I celebrated another birthday, one far past the expected half-way point. It is always time for reflection when another year ticks off and all the things I had hoped to accomplish in life are yet another missed milestone. Sometimes I get angry at the way life escapes in the daily grind, the constant minutia and minor disappointments, and the way we certainly seem to be at the mercy of everything out of our control. I understand it is good that we wither and eventually die. If we just cease to exist, then it was hardly worth the trouble. But if we carry on in some manner, then I assume we awaken in fresh bodies, in fresh dreams. Not that I am ready to give up on this journey just yet.
I recently lost the ring with my mother's diamonds. It slipped off my hand one morning between the couch and arriving at work. It could be in the house, in the prairie, in the car, or in another dimension for all I know. It is a particularly poignant loss of something I had never in a million years thought I would be so careless as to lose. Like my parents, it is gone from me and there is not a goddamned thing I can do about it. Is that not just the perfect metaphor for our lives here? We are born but none of us can remember asking to be born. We live at the mercy of forces far out of our control - disease, natural disaster, genetics, politics, luck and calamity. We have intentions, but some force thwarts us. We are minding our own business when bad luck (and good luck) strikes. Then we die, whether we are ready to go or not.
There are a few things we can control in life. Last week, on my way to work, I was speeding in the left lane, almost ten over in a 65 mph zone, so it was not as if I were holding up traffic. The person behind me flashed for me to get out of his way but I was not ready to change lanes yet. I had to get closer to my exit. When I did not immediately clear the way, the driver behind me continued to flash his headlights and to speed closer to my tailgate. Apparently, the fool expected me to instantly slam over into the slower lane for no other reason than his insistence. Do I not have the same rights on this road as he does? The flashing indicated the driver was quite agitated and as I was approaching my exit, I attempted to grant the fool his wish, but it meant slowing down to fit between the slower cars on the right. As soon as a space became available, before I could merge right, the fool sped into that space so he could give me the finger. Of course, I replied in kind. It was an old white guy, in a black Cadillac Escalade. I think he was in a suit. It made me laugh. Based on his car, his clothing and his attitude, he has likely had his way all of his adult life. I was glad to be of service in reminding him that he does not rule the entire world and that he is not the boss of me. Ginger is. But the whole thing was mildly depressing. Almost six decades on this earth and I am still giving people the finger? Really?

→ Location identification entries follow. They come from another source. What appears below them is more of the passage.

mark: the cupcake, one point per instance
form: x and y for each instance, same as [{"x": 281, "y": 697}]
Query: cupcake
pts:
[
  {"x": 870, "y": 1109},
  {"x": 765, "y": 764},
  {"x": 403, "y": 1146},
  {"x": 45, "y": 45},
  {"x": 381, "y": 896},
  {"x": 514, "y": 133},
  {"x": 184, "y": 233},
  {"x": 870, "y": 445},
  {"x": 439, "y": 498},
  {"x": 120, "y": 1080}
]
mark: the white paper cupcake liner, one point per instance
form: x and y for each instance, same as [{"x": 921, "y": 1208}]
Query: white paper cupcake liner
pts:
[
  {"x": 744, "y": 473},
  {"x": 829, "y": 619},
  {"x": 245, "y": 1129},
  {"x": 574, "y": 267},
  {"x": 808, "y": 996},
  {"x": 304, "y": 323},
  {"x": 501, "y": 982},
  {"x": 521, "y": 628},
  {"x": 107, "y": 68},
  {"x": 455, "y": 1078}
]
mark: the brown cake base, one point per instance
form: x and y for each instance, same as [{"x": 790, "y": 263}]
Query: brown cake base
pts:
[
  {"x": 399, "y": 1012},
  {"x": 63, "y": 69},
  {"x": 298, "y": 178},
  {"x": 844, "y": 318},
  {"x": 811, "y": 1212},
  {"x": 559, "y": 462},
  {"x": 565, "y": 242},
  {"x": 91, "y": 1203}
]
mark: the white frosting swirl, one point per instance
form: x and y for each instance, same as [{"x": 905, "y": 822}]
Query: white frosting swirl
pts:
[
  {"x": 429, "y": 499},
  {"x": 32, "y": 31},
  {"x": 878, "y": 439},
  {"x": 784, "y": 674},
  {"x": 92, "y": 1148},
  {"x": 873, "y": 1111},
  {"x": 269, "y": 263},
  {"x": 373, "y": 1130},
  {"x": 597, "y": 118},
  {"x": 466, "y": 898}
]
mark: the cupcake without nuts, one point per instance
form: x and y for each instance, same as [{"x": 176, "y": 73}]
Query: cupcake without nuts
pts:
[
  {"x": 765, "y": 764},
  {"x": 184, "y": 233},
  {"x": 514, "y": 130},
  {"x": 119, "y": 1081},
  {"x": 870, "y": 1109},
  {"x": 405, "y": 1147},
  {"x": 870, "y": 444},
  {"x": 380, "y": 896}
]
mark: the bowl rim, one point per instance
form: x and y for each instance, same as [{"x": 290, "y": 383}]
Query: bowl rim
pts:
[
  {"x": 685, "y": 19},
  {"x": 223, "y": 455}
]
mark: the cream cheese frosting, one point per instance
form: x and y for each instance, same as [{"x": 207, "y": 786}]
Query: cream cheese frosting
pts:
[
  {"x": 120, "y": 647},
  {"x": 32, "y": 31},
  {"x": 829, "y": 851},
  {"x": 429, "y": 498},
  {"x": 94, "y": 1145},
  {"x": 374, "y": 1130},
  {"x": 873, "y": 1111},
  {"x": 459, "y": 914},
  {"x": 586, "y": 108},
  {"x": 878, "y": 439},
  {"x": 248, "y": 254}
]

In looking for my ring, I have scratched through all of the nooks and crannies in my house, my car, and the prairie between the house and the barn. I have found little items, pieces of broken jewelry and bits of junk, even rocks I picked up in my travels. Every item reminds me of something, of someone, of some place. Some pertain to my life stories, the ones I hope my children will recall long after I am gone. I know they have forgotten every story as soon as I told it, the way I forgot almost every story my mother told me about her life. Now I wish I could remember every fact and detail.
I wonder what goes with us when we leave this life. Upon my death, will I remember things like trading the great all-American insult with a fellow commuter? Will I see into his life and understand why he felt his travel on the shared highway was more important than mine? Will I suddenly see and understand where and why I lost my mother's diamonds? Will I remember the stone I carried home from Jackson Hole, Wyoming the summer my kids and I went camping in Yellowstone? Will I understand that my life, though it was merely an extended string of minutes and seconds of nothing great and nothing tragic - just a regular lifetime - was more than the sum of its parts? Will everything, every single second, be revealed as something profound? What if my only lesson was to refrain from giving the finger to jerks?
6 comments:
As long as your fingers work, you're still alive!
In the early 70's I was doing over 80 through western Kansas (my memory tells me there was an 80mph daytime speed limit). Out in the middle of nowhere, some clown in a cadillac convertible passed me like I was standing still with the driver and some lady whooping and waving with much leaning on horn. I watched them vanish before me. Somebody was in a hurry.
On the horizon in my rear-view mirror, I saw this faint light flickering. As I drove along it grew brighter and more distinct until I could see it was a flashing light on top of a car. A State Trooper sped passed me.
Several miles down the road I came upon a patrol car on the side of the road behind a cadillac convertible. I couldn't resist honking my horn and waving.
Oh yeah, Happy Birthday!
What is it about Cadillac drivers?
Apparently, they actually own the highways.
Just for grins, I googled the question, "do cadillac drivers own the road." The third result was an Urban Dictionary entry for "cadillac driver." which pretty much nails it down: http://www.urbandictionary.com/define.php?term=Cadillac%20Driver
It's that thing of living one day at a time that is so sneaky. You live all these days, thinking there is an infinite number of them, and then suddenly decades have passed and your life is indeed the sum total of all those days, wherever they went. It's a head-scratcher.
and yeah, what is it about Cadillac drivers?